Preferably, in the first step, the comprehensive multi-dimensional semantic relevance joint modeling expresses each word as a K-dimensional vector, and an objective function of word vector learning is expressed as:

where N represents the number of texts in the training library, d _n Which represents the n-th text of the text,

a word vector representing the ith word in the nth text,

representing words

The context of (a) employs vector translation values of a summation method,

and

respectively representing the occurrence of words in context

Probability of and occurrence of words in the text

The probability of (a) of (b) being,

and ANT _i ⁿ Respectively representing words

A set of synonyms and a set of anti-synonyms,

when the known synonym or antonym is u, the word appears

The probability of (a) is a weight factor, alpha is more than 0 and less than 1, training is carried out through a maximized objective function, and a random gradient ascent method is adopted for solving.

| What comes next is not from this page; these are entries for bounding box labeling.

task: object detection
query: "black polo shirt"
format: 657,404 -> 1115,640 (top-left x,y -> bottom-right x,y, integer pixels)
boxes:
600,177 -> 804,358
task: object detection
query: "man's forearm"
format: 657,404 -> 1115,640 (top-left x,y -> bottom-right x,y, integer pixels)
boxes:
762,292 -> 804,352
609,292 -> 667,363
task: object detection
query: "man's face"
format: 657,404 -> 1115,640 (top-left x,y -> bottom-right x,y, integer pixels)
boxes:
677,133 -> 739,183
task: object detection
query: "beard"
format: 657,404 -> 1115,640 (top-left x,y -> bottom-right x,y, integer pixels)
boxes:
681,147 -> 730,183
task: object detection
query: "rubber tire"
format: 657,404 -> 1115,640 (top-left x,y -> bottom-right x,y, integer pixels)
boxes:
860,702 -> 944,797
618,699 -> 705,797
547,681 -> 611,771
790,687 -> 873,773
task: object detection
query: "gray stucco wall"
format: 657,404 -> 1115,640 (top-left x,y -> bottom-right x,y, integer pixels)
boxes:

Preferably, the specific method of the second step is as follows:

firstly, preprocessing a text: dividing based on punctuation marks to obtain a sentence set { S ₁ ,S ₂ ,...,S _M Where M represents the number of text sentences, word segmentation and word de-stop processing is performed on each sentence, denoted as { c } ₁ ,c ₂ ,...,c _T Where T represents the number of participles in a sentence, and the word frequency weight ω is used _f And part-of-speech weight ω _ni Is used to characterize the participle weight omega _c ＝ω _f ×ω _ni In part of speech, the noun has the highest weight, the verb is inferior, the adjective is inferior, and the rest is lowest;

then, each participle is represented by a word vector, and the semantic features are represented as the sum of each participle word vector and a participle weight:

wherein, f _i,k Value, w, representing the kth dimension of the ith sentence _i,j,k And omega _i,j Respectively representing the kth dimension value of the jth participle of the ith sentence and the weight value corresponding to the participle; i (-) is an indicator function when w _i,j,k When the value is more than 0, the value is 1, and the others are-1; the text is represented as a set containing M semantic features f ₁ ,f ₂ ,...,f _M }。

Preferably, the specific method of the third step is as follows:

firstly, utilizing a K-means algorithm to cluster semantic features in a training text library into L classes, and representing a cluster C = { mu ] by a cluster center ₁ ,μ ₂ ,...,μ _L Each cluster corresponds to a sub-partition of the semantic feature space; the K-means algorithm is a hard clustering algorithm, is a typical target function clustering method based on a prototype, takes a certain distance from a data point to the prototype as an optimized target function, and obtains an adjustment rule of iterative operation by using a function extremum solving method.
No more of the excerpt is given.